# Old 6.1 to ?



## blackcloud22 (Nov 25, 2013)

Hey everyone, new guy here. 

I am having some difficulty with a surround sound issue and came across this forum and figured you people could help and give me suggestions


I have an older (10 years ?) Yamaha 6.1 receiver. When I installed this, I put the 3 rear speakers in my vaulted ceiling above and just behind where my couch is. The receiver has finally given out on me (wont turn on). I want to replace it but I don't find any decent 6.1 systems ( and nothing was ever recorded in true 6.1 anyway). If I go with a 5.1 I will lose the sound from the rear center channel, which gave a good sound balance. 

If I go with a 7.1, I only have 3 rear speakers and spreading them out and repairing the ceiling for the fourth speaker would be a pain. 

So I can either do that, go with a 5.1, or see about getting my current receiver fixed. 

Suggestions?


----------



## pddufrene (Mar 14, 2013)

Since you like having that extra channel in the rear I would consider doing the patch work and going with the 7.1 . I just finished patching holes in my ceiling from my old 5.1 I had, it wasn't that bad. Nothing a dry wall repair kit can't fix! Lol


----------



## Jungle Jack (Jul 28, 2009)

blackcloud22 said:


> Hey everyone, new guy here.
> 
> I am having some difficulty with a surround sound issue and came across this forum and figured you people could help and give me suggestions
> 
> ...


Hello,
I do not see any issue with purchasing a 7 or 9 channel AVR. In speaker setup you can specify that you are using a single SB channel. From there the AVR should be able to account for it and there are Dolby True HD and DTS HD titles that are encoded beyond 5.1.

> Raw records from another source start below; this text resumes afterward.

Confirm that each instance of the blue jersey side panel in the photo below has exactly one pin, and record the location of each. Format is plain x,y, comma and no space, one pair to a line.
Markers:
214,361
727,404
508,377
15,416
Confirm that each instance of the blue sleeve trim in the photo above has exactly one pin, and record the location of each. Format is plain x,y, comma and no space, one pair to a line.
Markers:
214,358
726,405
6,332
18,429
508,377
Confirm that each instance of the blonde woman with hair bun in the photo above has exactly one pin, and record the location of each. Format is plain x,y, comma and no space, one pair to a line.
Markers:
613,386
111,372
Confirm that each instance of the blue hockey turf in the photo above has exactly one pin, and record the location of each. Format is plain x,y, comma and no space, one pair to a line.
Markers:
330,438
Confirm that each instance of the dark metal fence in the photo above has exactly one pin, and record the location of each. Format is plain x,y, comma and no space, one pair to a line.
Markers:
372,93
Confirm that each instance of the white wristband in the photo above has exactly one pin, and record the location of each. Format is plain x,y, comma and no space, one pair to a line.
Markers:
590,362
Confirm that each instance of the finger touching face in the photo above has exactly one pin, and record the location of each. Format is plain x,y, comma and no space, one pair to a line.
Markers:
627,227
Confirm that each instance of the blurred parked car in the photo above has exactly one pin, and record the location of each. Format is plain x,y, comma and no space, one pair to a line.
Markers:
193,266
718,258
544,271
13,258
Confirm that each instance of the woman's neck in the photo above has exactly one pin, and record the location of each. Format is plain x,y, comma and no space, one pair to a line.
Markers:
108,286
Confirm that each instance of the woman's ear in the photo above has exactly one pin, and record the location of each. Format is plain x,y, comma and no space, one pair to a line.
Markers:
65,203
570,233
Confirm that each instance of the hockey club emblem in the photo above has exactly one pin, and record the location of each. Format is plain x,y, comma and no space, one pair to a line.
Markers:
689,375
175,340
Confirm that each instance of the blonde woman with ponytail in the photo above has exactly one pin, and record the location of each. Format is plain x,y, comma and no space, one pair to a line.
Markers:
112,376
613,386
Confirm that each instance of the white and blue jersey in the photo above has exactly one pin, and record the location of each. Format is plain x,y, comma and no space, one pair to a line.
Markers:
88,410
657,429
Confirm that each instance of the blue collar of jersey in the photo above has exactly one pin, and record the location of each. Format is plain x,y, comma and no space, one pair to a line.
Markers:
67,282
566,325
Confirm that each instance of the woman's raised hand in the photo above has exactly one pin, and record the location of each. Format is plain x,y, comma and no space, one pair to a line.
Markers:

Given the age I am going to go out on a limb and say that the juice is not worth the squeeze. There are some great bargains out there for 7 channel AVR's right now.
Best,
Jack


----------



## blackcloud22 (Nov 25, 2013)

Thanks for the replies.

I'm not sure what I am going to do yet. 

Patching my ceiling and moving speaker would be difficult because of how the attic is and how they are wired, however, I am leaning towards a 7.1 system and doing what Jack said. I guess I need to research a little more


----------



## tcarcio (Jun 27, 2007)

I agree with Jack. What price range are you looking to spend?


----------



## blackcloud22 (Nov 25, 2013)

$200 to 1000. 

I want something pretty decent that is going to last


----------



## tcarcio (Jun 27, 2007)

Well here are a couple of solid recievers. In your lower price range you could take a look at Marantz.. 
http://www.accessories4less.com/mak...orkingTheater-Receiver-w/AirPlay-3D-4K/1.html
Or in your upper range something like this.
http://www.accessories4less.com/mak...O-TX-NR929-9.2-Ch-Network-A/V-Receiver/1.html Both have great room correction software and plenty of power.


----------



## nova (Apr 30, 2006)

Agree with Jack, depending on your receiver you will just hook up your rear center to the 7.1 left or right and tell the receiver. 6.1 was matrixed so it really shouldn't matter, just depends on your AVR.


----------



## DocFJ (Apr 17, 2013)

I am using a Denon AVR-1712 7.1 receiver for my 6.1 setup, and it is amazing compared to the old 1990s home theater receivers I was used to. It was about $250 refurbished


----------